Since I last spoke to you—I just want to show how things have changed—since I last spoke to you, output in the United Kingdom has gone up by 30 per cent, exports have risen by over 50 per cent, and we have enjoyed one of the best periods of sustained growth this century.
Nowhere has the improvement in our economic fortunes been more evident or more remarkable than here in Wales. Since 1980 the Welsh people have seen more rapid, more fundamental change than in any decade since the industrial revolution.
At the end of the seventies, one in twelve people here still worked in coal or in steel. Livelihoods of whole communities depended, as they had for generations, on those industries. Yet the local newspapers were filled with stories of closures and threatened redundancies.
No wonder the workforce, knowing—sensing—that change had to come, looked ahead with fear, and not with hope. No wonder the question on everyone's lips was ‘Where will the new jobs come from?’ I used to be asked that question frequently. It was not always easy to answer, but I knew from the experience, if what technology had brought over the years to Britain that technology would bring the new industries of the future, provided we could revive the spirit of enterprise. That was the key to it.
Now we have the answer as to where the new jobs came from. Not in the old industries of the past, but in the new industries of tomorrow. If you look at the spectacular transformation in Wales you will see:
—New products from world leaders like Dow Corning, the leading manufacturers of silicon-based chemical products; and[fo 1] the new bio-sensors at Abbey Bio.
—New technologies like optronics at Pilkingtons—maybe I should have said that first, Mr. Chairman!—like spray-forming techniques at Osprey Metals and biotechnology at Polyclonal Antibodies.

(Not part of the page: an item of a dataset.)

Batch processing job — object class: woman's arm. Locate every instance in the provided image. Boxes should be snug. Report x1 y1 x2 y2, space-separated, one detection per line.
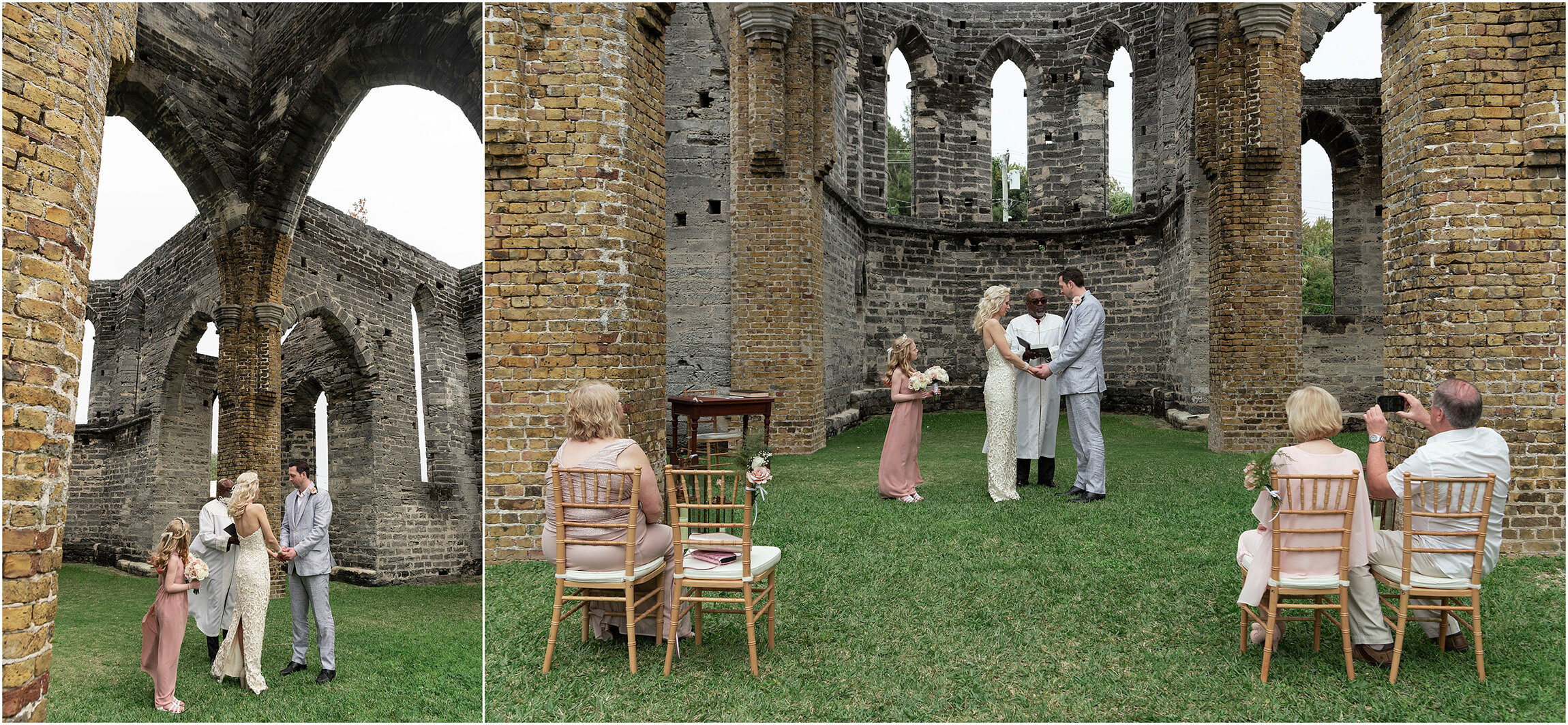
615 444 665 522
163 556 200 593
980 319 1029 370
889 370 931 403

—New financial service industries, including major headquarters of insurance companies, banks and other financial institutions, many of whom are here tonight—in fact they now employ as many as coal did thirty years ago.
So the result of all this—and there must be many companies that I have not mentioned (I knew I'd be in trouble if I mentioned some, but those are particularly the ones with the new products)—the result is a different, more diverse, more dynamic economy. There has been massive new investment in Wales. 750 new manufacturing plants have opened in the last ten years, employing nearly 50,000 people—one in five of all manufacturing jobs in the Principality.
Wales is now recognised as one of the best places, not just in Europe but in the world, in which to invest. Today there are double the number of overseas companies operating in Wales than there were in 1978.
And in the last five years alone, some three hundred inward investment projects have come to Wales. Local telephone directories now read like a ‘Who's Who’ of internationally world famous companies with names like Bosch, Ford, Matsushita, Sony, and Toyota and many others. All this in the last eleven years; some of it in the last five.
We also find that manufacturing productivity has shown very strong growth in recent years. In fact the manufacturing output per head in Wales is the highest in the United Kingdom. That is a fantastic record. I think it owes a great deal to two things: one, the Government getting the right background legislation, and two, the people taking advantage of it, and you have both here, in Wales. And yet despite this massive growth, despite this enormous diversification in the Welsh and the United Kingdom economies over the last decade, quite suddenly voices of gloom are to be heard in some parts of the land.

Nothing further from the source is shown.